On many campuses, there's a focus on other cultures. "We are all for studying about other cultures. However, before you study other cultures, it is a good idea to know something about your own," said Long.
"We find that many of the foreign students on the American college campuses know much more about American history than American students."
Long contended that many of the curriculum changes on college campuses are politically motivated. "You have radical professors and administrators who were the protesters in the 1960s, who are now the deans and the tenured professors.
"They want to politicize the curriculum. They want to revamp what they consider to be a very conservative curriculum. They don't really want to study other cultures. They want to study interest-group politics in the United States," said Long.
At Stanford, for example, students can take a freshman English course that involves working with a community service organization that assists poor children.
"It might be a good thing, but it certainly doesn't teach you much about writing," said Long.
Southeast officials insist that the curriculum changes at the Cape Girardeau school as part of the University Studies or general education program are not politically motivated.
"This is a state institution. We just don't have any business telling students how to be politically correct or incorrect," said John Hinni, dean of University Studies.
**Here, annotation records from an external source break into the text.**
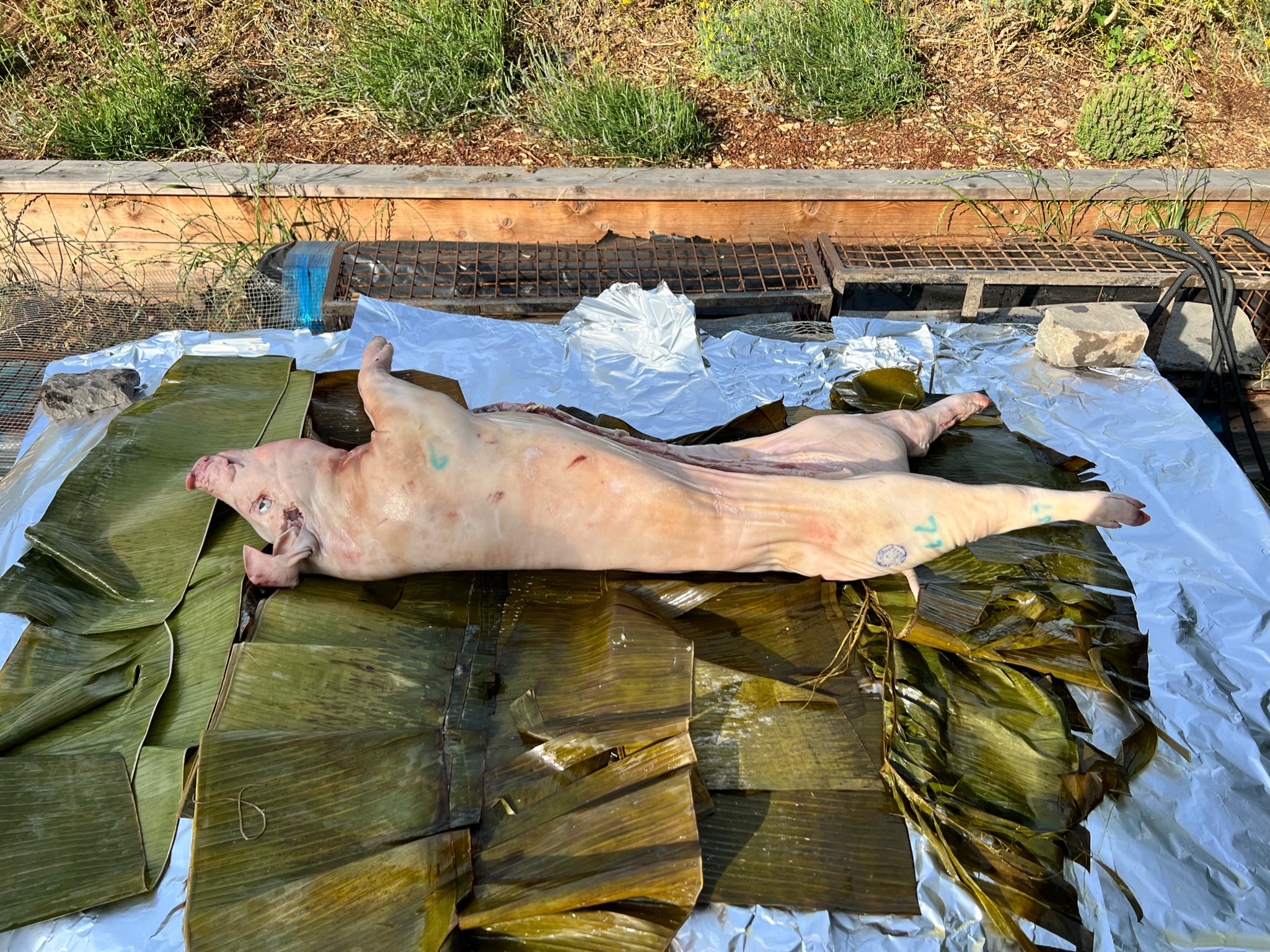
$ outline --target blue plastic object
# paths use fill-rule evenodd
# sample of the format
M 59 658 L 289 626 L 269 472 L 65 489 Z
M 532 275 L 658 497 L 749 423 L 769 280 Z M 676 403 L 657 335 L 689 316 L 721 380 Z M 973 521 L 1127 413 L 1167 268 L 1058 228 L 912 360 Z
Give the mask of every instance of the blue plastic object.
M 297 241 L 282 263 L 282 307 L 292 327 L 325 330 L 321 298 L 339 250 L 338 241 Z

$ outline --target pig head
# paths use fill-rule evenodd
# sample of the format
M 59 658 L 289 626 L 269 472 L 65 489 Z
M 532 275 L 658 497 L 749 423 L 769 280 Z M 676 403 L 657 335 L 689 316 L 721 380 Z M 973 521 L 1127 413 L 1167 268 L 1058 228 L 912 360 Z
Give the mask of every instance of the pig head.
M 248 578 L 264 588 L 290 588 L 319 550 L 314 484 L 342 451 L 311 439 L 283 439 L 254 449 L 204 456 L 185 476 L 185 489 L 211 493 L 251 523 L 273 555 L 243 547 Z

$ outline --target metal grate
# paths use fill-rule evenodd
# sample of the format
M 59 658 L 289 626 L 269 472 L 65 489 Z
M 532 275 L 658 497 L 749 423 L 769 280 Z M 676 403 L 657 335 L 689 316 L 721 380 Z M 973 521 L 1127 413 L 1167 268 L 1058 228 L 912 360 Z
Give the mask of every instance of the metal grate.
M 988 284 L 1104 284 L 1152 287 L 1179 274 L 1184 265 L 1114 242 L 1073 244 L 1005 241 L 864 245 L 839 244 L 820 236 L 820 248 L 837 291 L 848 283 L 964 284 L 978 277 Z M 1218 263 L 1241 288 L 1270 288 L 1270 260 L 1242 241 L 1209 245 Z
M 368 294 L 447 311 L 540 314 L 566 311 L 613 283 L 654 288 L 663 281 L 707 312 L 814 305 L 828 317 L 833 297 L 812 239 L 363 242 L 345 246 L 334 297 Z

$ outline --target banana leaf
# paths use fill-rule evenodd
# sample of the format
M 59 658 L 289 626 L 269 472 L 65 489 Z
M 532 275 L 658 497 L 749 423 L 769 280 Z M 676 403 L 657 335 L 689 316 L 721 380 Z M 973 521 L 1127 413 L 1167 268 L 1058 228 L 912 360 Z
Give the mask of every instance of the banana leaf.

Provost Charles Kupchella said the University Studies curriculum has nothing to do with politics. It has to do with providing a good education for students.
Kupchella said the old approach of teaching hasn't worked. "We (schools) have been doing this approach for 400 years and people haven't really learned much of anything, and now it is beginning to show.
"We've got to change the way we teach to reflect the way we actually learn," said Kupchella.
It's impossible, he said, for a university to teach a student "all of the facts there ever were." But, he said, it's possible to teach students how to engage in a "lifetime of learning."
Kupchella said the University Studies program does that.
Long said the move away from more traditional courses began at the "most prestigious schools" such as Stanford and then "trickled down to all of the state schools."
Now, he said, a committee at Stanford is looking at returning to a more traditional curriculum. If that occurs, other schools across the nation may follow suit, said Long.